Implementing AI tools in real-life work often ends up costing as much time and money in troubleshooting and setup as its practitioners hope to save with the tools themselves. Getting the process right means focusing AI’s terrific (and expensive) computing power where it can be most useful.

One frequent hurdle is sifting through “unstructured data”—various files like PDFs and documents on company drives—and converting them into a format that AI can easily process. Unstructured Technologies was founded in July 2022, and two months later, it released its first open-source product—a platform that converts these complex, unstructured data formats into AI-friendly JSON files.
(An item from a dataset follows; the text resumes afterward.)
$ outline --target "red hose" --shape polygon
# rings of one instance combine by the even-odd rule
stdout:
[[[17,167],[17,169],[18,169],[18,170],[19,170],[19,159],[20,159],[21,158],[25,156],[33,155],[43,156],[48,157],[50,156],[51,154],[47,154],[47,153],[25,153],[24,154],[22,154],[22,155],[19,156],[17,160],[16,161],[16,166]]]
The company spent 16 months analyzing more than 1 million annotated documents and stitched together over 400 different code libraries, plus its own custom code, to build a platform that can break a document into its constituent parts and identify its components, such as its header, tables, and more.
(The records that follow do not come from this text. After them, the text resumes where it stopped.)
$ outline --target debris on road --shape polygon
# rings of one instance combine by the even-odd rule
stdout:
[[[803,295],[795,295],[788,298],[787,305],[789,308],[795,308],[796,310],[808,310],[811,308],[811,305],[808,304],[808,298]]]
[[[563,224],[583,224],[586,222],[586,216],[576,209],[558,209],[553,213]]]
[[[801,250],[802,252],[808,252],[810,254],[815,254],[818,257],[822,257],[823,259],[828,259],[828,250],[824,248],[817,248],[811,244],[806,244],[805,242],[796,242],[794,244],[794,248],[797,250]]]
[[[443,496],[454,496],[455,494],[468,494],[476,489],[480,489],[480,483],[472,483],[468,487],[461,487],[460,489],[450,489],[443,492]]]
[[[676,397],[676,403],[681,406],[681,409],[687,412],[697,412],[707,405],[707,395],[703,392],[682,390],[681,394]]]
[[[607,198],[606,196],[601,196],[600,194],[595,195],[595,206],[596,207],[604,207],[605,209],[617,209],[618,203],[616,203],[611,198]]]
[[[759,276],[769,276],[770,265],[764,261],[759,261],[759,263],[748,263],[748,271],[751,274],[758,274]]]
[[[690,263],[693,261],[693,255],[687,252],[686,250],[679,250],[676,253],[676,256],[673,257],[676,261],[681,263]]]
Since launch, the company’s open-source software has been downloaded over 6 million times, and Unstructured has been used by more than 35,000 companies and government organizations, including McKinsey & Company, BlackRock, the U.S. Air Force, U.S. Space Force, and United States Special Operations Command.

The company—which says it’s expecting to hit $5 million in revenue in 2023 and $12 million in 2024—raised $25 million from the likes of Bain Capital Venture Associates and MongoDB Ventures in July 2023, and another $40 million earlier this March.